1920 film by Lloyd Ingraham

Mary's Ankle is a 1920 American silent comedy film directed by Lloyd Ingraham and written by Luther Reed based upon the play of the same name by May Tully. The film stars Douglas MacLean, Doris May, Victor Potel, Neal Burns, James Gordon, and Lizette Thorne. The film was released on February 29, 1920, by Paramount Pictures.

==Plot==
As described in a film magazine, Dr. Arthur P. Hampton, a struggling young physician, announces his marriage to a fictitious "Mary Jane Smith" in an effort to get his wealthy uncle George P. Hampton to give him and his two friends, a lawyer and a broker, sufficient funds to get them out of financial difficulties. He then finds himself in a difficult position when an injured young woman is brought to his office for treatment proves to be Mary Jane Smith and his uncle appears to meet the bride. Mary consents to a temporary deception. Matters become complicated when the uncle insists on their accompanying him on a trip to Hawaii and informs them that he is to marry a Miss Burns, who is Mary's aunt. The troubles of Arthur and Mary become acute on the ship.
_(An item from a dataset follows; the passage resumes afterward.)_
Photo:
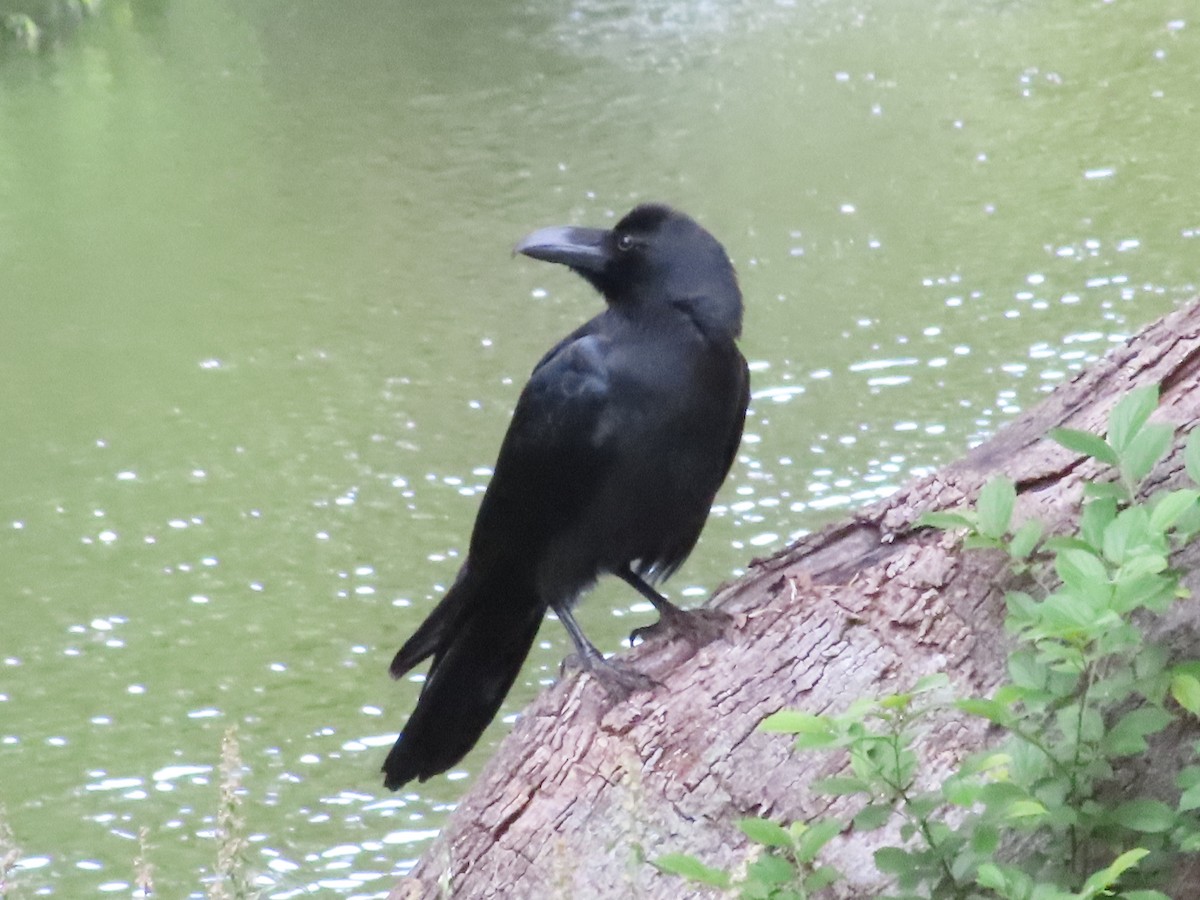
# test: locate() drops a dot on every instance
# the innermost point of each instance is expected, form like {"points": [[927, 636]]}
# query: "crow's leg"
{"points": [[696, 627], [618, 681]]}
Finally, an explanation results in forgiveness, and they make the trip a honeymoon by having the ship's captain marry them.

==Cast==
- Douglas MacLean as Dr. Arthur P. Hampton
- Doris May as Mary Jane Smith
- Victor Potel as Johnny Stokes
- Neal Burns as Stub Masters
- James Gordon as George P. Hampton
- Lizette Thorne as Angelica Burns
- Ida Lewis as Mrs. Merrivale (*Ida Lewis 1855–1935; not Julia Arthur)

==Preservation status==
A copy of the film is in the Library of Congress.